Everything has an IP address,” Chan says, and is consequently internet-controlled and operable with an iPhone. “You won’t see a single LED panel or weird iPad built into the wall. The light switches can work as they normally do, the thermostats can work by twisting them. One of the design principles at Google was that it should be so simple that your technologically illiterate parents can figure out how to use it. My parents are technologically illiterate. They can come here and figure out how to turn on and off all the lights without me ever having to tell them. The complexity is hidden in the iPhone.”
“Our thermostats are all IP-enabled—they’re Nest thermostats.”
“I’m a person who understands the product very well—Google Ventures was an investor in Nest and I was part of the team that helped manage that investment—so we have their thermostats and smoke detectors in the house, and an app that monitors both the temperature and any fire alarm issues. We can turn the heat up or down. Even if we’re a mile away from home we can get the house warmed up or cooled down.”
“We wanted anybody to be able to control functions in the home by giving them the apps and the access key.”
If you’re visiting, I would want to give you access to DJ-ing music, for example. We can pick different songs off Spotify, Pandora, our own playlists—I can take the access back and play something else if that’s what I want. Pat and I both have controls and the app elegantly figures out who last had command, so there’s no infighting.”
“We wanted to test out a lot of new technology—at Google, we called it A/B testing.”

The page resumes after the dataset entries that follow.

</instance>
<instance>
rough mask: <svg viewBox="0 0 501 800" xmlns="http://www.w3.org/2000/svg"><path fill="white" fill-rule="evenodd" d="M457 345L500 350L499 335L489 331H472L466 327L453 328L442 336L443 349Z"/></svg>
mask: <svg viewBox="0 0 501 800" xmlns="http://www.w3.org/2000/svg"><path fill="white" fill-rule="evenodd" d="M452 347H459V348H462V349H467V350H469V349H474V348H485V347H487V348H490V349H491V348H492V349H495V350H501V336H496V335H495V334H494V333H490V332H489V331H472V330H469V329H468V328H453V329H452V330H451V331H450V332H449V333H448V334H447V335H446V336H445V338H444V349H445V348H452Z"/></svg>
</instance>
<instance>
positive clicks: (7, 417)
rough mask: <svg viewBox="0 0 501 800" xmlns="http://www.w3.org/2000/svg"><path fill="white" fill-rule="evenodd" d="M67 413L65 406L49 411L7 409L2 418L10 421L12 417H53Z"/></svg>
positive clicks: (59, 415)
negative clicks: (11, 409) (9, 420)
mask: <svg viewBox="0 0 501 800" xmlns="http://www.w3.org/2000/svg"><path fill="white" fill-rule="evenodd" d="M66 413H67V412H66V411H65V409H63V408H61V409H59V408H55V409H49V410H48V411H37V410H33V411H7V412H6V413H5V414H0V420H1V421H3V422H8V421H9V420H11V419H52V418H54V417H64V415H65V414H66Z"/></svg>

[Testing two products that are nearly identical except for one variation.] For example, we tested out the light switches. We had four different kinds of light switches put in before we picked the one that we installed. We went with Lutron RadioRA switches, but we had ZigBee switches and switches with Insteon, another home-automation technology. One of the switches—and you would not know this unless you tested them out—wound up not working because they were all wireless. They were on 2.4 gigahertz, which happens to be the same frequency our microwave’s on. So when the microwave came on and our guests tried to turn on the lights, they’d stop working.”
“We wanted the lights to turn on and off automatically when you walk in at night. So there is a motion sensor. There’s nothing worse than waking up and having to fumble for the light switch, so it’s only a dim amount. After 15 minutes of detecting you’re not there anymore, it slowly turns the lights off.”
“One of the projects I’m working on right now is an app that uses the microphone on your iPhone to listen to the notes that you’re playing on the piano.”
“It detects the note, and based on the frequency that it hears, it sends it to the light so you can disco it around the house and have a Burning Man-like art exhibits as you play the piano. With an IP-enabled house, you can create these art projects based off what happens with the piano because you can control the lights with the notes.”
“When you go to a dinner party, your phone gets drained, right?”
“So we installed USB ports all around the house. And we keep a cable in every drawer for every device. These are right behind each pocket in the couch, and wherever we think our guests might be having a meeting. We want to make sure everybody feels they can plug in and charge their device. That’s something that my architect, Antje Paiz, and I went through: Where would people be that they would want to charge their device? And we’ve hidden every wire so it’s seamless. This is part of being a trained product manager at Google: You want everything to be invisible and magical and not be noticed.”
“All our TVs are smart TVs, all internet-controlled.”
“We have a lot of folks come here and share ideas or pitch startups, so we love to be able to share things. All the screens are designed to be smart displays that you can control.”